Calculate the enthalpy of the reaction: 2NO(g) + O₂(g) --> 2NO₂(g) given the following reactions and enthalpies of formation:

1/2 N₂(g) + O₂(g) --> NO₂(g), delta H*A = 33.2 kJ
1/2 N₂(g) + 1/2O₂(g) --> NO(g), delta H*B= 90.2 kJ

Answer 1

The enthalpy change for the reaction 2NO(g) + O₂(g) → 2NO₂(g) is calculated using given enthalpy of formations to be -114 kJ.

Step-by-step explanation:

To calculate the enthalpy of the reaction 2NO(g) + O₂(g) → 2NO₂(g), we need to use the provided reactions and their respective enthalpies of formation.
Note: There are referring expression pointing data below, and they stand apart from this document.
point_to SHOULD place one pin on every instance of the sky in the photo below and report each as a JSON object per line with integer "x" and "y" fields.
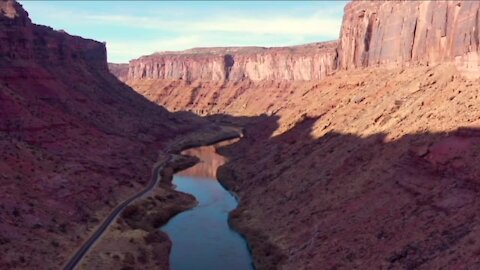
{"x": 135, "y": 28}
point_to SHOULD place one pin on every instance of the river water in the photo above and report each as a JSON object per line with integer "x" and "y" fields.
{"x": 201, "y": 237}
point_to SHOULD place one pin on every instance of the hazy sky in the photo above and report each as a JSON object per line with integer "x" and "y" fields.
{"x": 132, "y": 28}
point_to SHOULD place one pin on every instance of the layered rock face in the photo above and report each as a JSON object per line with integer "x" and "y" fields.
{"x": 119, "y": 70}
{"x": 74, "y": 141}
{"x": 399, "y": 33}
{"x": 309, "y": 62}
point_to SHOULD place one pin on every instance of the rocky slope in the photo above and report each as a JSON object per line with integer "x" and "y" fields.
{"x": 373, "y": 166}
{"x": 74, "y": 140}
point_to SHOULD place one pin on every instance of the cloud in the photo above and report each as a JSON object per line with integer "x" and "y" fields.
{"x": 130, "y": 35}
{"x": 318, "y": 24}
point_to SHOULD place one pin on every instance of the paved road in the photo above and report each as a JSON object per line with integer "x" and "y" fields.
{"x": 78, "y": 256}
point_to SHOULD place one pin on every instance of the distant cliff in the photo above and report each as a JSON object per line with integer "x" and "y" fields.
{"x": 309, "y": 62}
{"x": 21, "y": 40}
{"x": 119, "y": 70}
{"x": 390, "y": 34}
{"x": 400, "y": 33}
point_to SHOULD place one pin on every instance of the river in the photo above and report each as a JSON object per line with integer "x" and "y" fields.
{"x": 201, "y": 237}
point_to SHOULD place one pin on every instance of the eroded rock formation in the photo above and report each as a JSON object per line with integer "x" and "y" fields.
{"x": 399, "y": 33}
{"x": 74, "y": 141}
{"x": 309, "y": 62}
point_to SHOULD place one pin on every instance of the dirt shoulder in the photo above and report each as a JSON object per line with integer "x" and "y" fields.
{"x": 133, "y": 241}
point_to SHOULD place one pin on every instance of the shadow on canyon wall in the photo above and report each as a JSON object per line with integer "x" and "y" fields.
{"x": 344, "y": 200}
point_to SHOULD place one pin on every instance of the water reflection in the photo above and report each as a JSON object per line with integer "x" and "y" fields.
{"x": 201, "y": 237}
{"x": 208, "y": 165}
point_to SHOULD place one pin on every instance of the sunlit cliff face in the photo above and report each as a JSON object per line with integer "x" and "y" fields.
{"x": 209, "y": 161}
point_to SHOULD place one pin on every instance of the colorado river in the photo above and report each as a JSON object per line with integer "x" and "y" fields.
{"x": 201, "y": 237}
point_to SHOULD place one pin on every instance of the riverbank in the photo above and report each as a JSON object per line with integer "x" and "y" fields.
{"x": 133, "y": 240}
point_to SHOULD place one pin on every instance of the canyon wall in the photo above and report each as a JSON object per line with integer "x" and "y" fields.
{"x": 400, "y": 33}
{"x": 309, "y": 62}
{"x": 119, "y": 70}
{"x": 389, "y": 34}
{"x": 74, "y": 141}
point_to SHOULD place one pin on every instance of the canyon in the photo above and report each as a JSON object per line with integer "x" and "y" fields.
{"x": 75, "y": 142}
{"x": 358, "y": 153}
{"x": 362, "y": 151}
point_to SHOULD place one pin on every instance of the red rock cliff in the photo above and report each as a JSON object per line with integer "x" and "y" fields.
{"x": 22, "y": 40}
{"x": 399, "y": 33}
{"x": 74, "y": 141}
{"x": 307, "y": 62}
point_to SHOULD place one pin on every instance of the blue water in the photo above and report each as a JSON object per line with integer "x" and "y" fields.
{"x": 201, "y": 237}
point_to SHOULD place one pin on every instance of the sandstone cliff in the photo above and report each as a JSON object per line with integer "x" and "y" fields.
{"x": 389, "y": 34}
{"x": 400, "y": 33}
{"x": 235, "y": 64}
{"x": 74, "y": 141}
{"x": 119, "y": 70}
{"x": 367, "y": 168}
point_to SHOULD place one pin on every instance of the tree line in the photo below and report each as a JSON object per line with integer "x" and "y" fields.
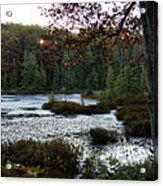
{"x": 69, "y": 61}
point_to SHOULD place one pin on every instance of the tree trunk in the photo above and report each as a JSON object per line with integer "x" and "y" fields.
{"x": 150, "y": 28}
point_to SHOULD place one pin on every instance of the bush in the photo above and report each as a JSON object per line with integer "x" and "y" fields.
{"x": 101, "y": 136}
{"x": 138, "y": 128}
{"x": 134, "y": 172}
{"x": 69, "y": 108}
{"x": 57, "y": 158}
{"x": 135, "y": 115}
{"x": 51, "y": 97}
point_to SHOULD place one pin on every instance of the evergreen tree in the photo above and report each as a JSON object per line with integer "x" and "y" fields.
{"x": 32, "y": 77}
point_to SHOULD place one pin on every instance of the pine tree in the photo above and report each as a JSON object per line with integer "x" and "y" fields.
{"x": 32, "y": 77}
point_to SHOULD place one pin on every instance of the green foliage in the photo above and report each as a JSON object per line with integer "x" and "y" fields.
{"x": 69, "y": 108}
{"x": 134, "y": 113}
{"x": 51, "y": 97}
{"x": 96, "y": 169}
{"x": 32, "y": 77}
{"x": 75, "y": 63}
{"x": 101, "y": 136}
{"x": 55, "y": 159}
{"x": 134, "y": 172}
{"x": 110, "y": 83}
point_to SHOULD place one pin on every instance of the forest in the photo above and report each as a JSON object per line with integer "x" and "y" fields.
{"x": 69, "y": 62}
{"x": 86, "y": 88}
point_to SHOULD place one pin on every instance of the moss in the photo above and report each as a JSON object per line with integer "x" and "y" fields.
{"x": 57, "y": 158}
{"x": 101, "y": 136}
{"x": 134, "y": 172}
{"x": 68, "y": 108}
{"x": 135, "y": 115}
{"x": 138, "y": 128}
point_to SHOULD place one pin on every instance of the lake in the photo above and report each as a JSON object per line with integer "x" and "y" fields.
{"x": 23, "y": 118}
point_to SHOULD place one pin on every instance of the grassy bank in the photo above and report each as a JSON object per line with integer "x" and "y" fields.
{"x": 69, "y": 108}
{"x": 134, "y": 113}
{"x": 57, "y": 159}
{"x": 35, "y": 159}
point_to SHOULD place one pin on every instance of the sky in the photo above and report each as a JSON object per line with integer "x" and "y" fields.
{"x": 24, "y": 14}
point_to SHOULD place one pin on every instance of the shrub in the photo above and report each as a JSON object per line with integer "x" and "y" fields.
{"x": 138, "y": 128}
{"x": 51, "y": 97}
{"x": 69, "y": 108}
{"x": 57, "y": 158}
{"x": 101, "y": 136}
{"x": 134, "y": 172}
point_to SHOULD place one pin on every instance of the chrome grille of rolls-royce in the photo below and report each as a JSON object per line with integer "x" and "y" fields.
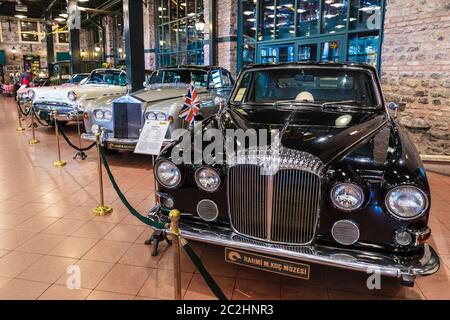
{"x": 279, "y": 206}
{"x": 127, "y": 120}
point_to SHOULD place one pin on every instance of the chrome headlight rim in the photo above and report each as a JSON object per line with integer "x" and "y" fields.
{"x": 107, "y": 115}
{"x": 196, "y": 177}
{"x": 72, "y": 96}
{"x": 337, "y": 205}
{"x": 101, "y": 111}
{"x": 30, "y": 94}
{"x": 403, "y": 218}
{"x": 147, "y": 114}
{"x": 155, "y": 170}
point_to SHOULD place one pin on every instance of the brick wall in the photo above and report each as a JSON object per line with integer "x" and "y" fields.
{"x": 149, "y": 35}
{"x": 227, "y": 11}
{"x": 10, "y": 35}
{"x": 416, "y": 69}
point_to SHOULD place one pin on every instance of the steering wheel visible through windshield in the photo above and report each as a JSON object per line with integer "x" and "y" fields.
{"x": 307, "y": 85}
{"x": 111, "y": 77}
{"x": 180, "y": 76}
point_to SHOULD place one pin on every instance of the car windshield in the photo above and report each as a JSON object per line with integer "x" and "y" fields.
{"x": 307, "y": 85}
{"x": 112, "y": 77}
{"x": 180, "y": 76}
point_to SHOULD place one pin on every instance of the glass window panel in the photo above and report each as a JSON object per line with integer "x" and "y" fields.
{"x": 267, "y": 20}
{"x": 182, "y": 35}
{"x": 200, "y": 7}
{"x": 307, "y": 52}
{"x": 190, "y": 8}
{"x": 365, "y": 14}
{"x": 308, "y": 17}
{"x": 248, "y": 54}
{"x": 334, "y": 16}
{"x": 173, "y": 36}
{"x": 163, "y": 11}
{"x": 173, "y": 10}
{"x": 182, "y": 8}
{"x": 364, "y": 48}
{"x": 29, "y": 31}
{"x": 330, "y": 51}
{"x": 285, "y": 19}
{"x": 249, "y": 20}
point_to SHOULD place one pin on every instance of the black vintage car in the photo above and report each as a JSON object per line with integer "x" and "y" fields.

We have the following data:

• ½N₂(g) + O₂(g) → NO₂(g), ΔH*A = 33.2 kJ
• ½N₂(g) + ½O₂(g) → NO(g), ΔH*B = 90.2 kJ
• N₂(g) + O₂(g) → 2NO₂(g), ΔH = 66.4 kJ

To find the enthalpy change for 2NO(g) formation, we double the second equation, as enthalpy change is extensive. This gives:

N₂(g) + O₂(g) → 2NO(g), ΔH = 2 * 90.2 kJ = 180.4 kJ.

We then add the enthalpy of formation for 2NO(g) with that for 2NO₂(g) and subtract the enthalpy for N₂(g) + O₂(g) → 2NO(g) to find the enthalpy of the given reaction:

ΔHreaction = ΔHformation(2NO₂) - ΔHformation(2NO) = 66.4 kJ - 180.4 kJ = -114 kJ.

Therefore, the enthalpy change for the reaction 2NO(g) + O₂(g) → 2NO₂(g) is -114 kJ.